Trustees of tax-exempts guaranteed by Mutual Benefit Life Insurance Co. were thwarted yesterday, when a New Jersey appeals court denied them the ability to foreclose on properties.

The decision upheld a November 1991 temporary restraining order issued by Judge Paul Levy, who is overseeing the rehabilitation of the failed insurer. Some 44 municipal issues totaling about $500 million were affected by the ruling.

Three appeals to the Superior Court of New Jersey's Appellate Division had been filed jointly by three trustee banks: Maryland National Bank, First Tennessee Bank, and Citizens & Southern National Bank of South Carolina. All three appeals were rejected.

One motion challenged Judge Levy's ability to issue a temporary restraining order preventing foreclosure; one asserted that the properties in question were not actually assets of Mutual Benefit; and a third claimed that Judge Levy had no jurisdiction over properties outside of New Jersey.

Mutual Benefit was seized in July 1991 by the New Jersey insurance commissioner, Samuel F. Fortunato, after a "run" on the life insurer's assets pushed it toward insolvency.

Traders yesterday said the Mutual Benefit-backed deals were apparently unaffected by the decision.

The bonds have been trading according to coupon size and the properties' underlying cash flows. Higher coupons and stronger projects were quoted at about 91 cents on the dollar yesterday, while the weakest tax-exempt issue - a $5.3 million deal sold by the Allegheny County, Pa., Industrial Development Authority - last traded at about 72 cents on the dollar. Other issues ranged in the 85- to 92-cent range, with one firmly bid at 97.

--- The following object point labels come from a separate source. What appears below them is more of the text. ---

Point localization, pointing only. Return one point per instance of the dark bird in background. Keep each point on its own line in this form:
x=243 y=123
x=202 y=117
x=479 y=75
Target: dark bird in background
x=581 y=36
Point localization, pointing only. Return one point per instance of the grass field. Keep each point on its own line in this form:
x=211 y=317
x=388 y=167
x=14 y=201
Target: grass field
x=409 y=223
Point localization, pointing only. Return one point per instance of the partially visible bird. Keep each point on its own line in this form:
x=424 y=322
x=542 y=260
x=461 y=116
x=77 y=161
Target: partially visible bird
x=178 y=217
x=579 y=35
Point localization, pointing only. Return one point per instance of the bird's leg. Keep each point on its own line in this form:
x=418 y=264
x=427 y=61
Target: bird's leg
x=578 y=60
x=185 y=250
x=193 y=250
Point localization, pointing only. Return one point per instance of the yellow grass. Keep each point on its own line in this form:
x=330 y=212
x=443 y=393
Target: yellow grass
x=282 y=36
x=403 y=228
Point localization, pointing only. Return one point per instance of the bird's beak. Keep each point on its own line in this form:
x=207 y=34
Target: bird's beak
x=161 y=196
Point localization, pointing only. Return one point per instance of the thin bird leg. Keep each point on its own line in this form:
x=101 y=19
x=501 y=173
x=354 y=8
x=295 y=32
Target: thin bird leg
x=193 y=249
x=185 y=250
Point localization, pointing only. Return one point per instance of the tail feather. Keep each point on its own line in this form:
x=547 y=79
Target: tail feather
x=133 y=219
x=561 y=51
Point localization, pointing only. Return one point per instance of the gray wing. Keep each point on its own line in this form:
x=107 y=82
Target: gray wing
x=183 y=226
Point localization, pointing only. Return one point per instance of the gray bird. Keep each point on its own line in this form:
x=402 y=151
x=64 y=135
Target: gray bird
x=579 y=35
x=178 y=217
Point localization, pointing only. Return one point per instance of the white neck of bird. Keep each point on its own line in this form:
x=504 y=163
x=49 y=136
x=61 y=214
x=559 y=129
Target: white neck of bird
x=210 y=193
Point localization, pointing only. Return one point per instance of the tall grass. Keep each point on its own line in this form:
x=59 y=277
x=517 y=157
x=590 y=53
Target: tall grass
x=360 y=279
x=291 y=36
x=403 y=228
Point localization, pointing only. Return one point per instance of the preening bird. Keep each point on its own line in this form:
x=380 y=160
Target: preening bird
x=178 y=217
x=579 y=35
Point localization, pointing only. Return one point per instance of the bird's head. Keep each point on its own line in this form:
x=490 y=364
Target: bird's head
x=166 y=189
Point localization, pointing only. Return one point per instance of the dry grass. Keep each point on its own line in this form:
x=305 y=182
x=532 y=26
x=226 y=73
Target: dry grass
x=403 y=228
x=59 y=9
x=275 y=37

One trader said that although the appeals may have been forced by bondholders, the trustees' efforts to foreclose could easily hurt most investors.

"The last thing in the world that I would want them to do is come in and yank the project away," said Chris Hall, a partner at the Miami-based firm of Howe, Solomon and Hall. "At this stage of the game, it would affect us adversely. They're making the coupon payments now, and these are relatively high coupons."

The majority of Mutual Benefit-backed deals have coupons ranging from 7.25% to 10%.

"The potential for multi-state foreclosures ... can only adversely affect [Mutual Benefit's] chances for rehabilitation, "yesterday's ruling says. "On the other hand, staying such foreclosures would not adversely affect the trustees or their bondholders."

Lawyers for Mutual Benefit and the insurance commissioner said the decision will preserve the value of Mutual Benefit's assets and allow a higher compensation level for all policyholders.

"It's a very important victory for the rehabilitation effort," said Howard R. Hawkins Jr., a partner at Cadwalader, Wickersham & Taft. "It makes clear that [Judge Levy's] jurisdiction does extent to all the assets and liabilities and issues relating to Mutual Benefit."

The ruling refers to the New Jersey Uniform Insurance Company Liquidation Act and says that a rehabilitation court's jurisdiction must be broadly construed to effectively liquidate multistate assets of failed insurers, Mr. Hawkins said.

"There has never been a decision under the act that has been this broad," he said.

The three indentured trustees appealing last December's ruling may now find themselves out in the cold, according to trustee officials.

Last November, several banks signed a standstill agreement that prevented foreclosure but assured the issues interest payments for the term of the agreement, which expires Aug. 15 and may be extended. Since then, at least two issues have received partial payments or no money at all.

The issues not being paid in full are those with insufficient cash flow, said a trust officer not associated with the appeal.

"They're saying, ~We're not going to contribute cash to pay all the interest; that's a capital payment,'" he said. "It appears that that's the approach they're beginning to take."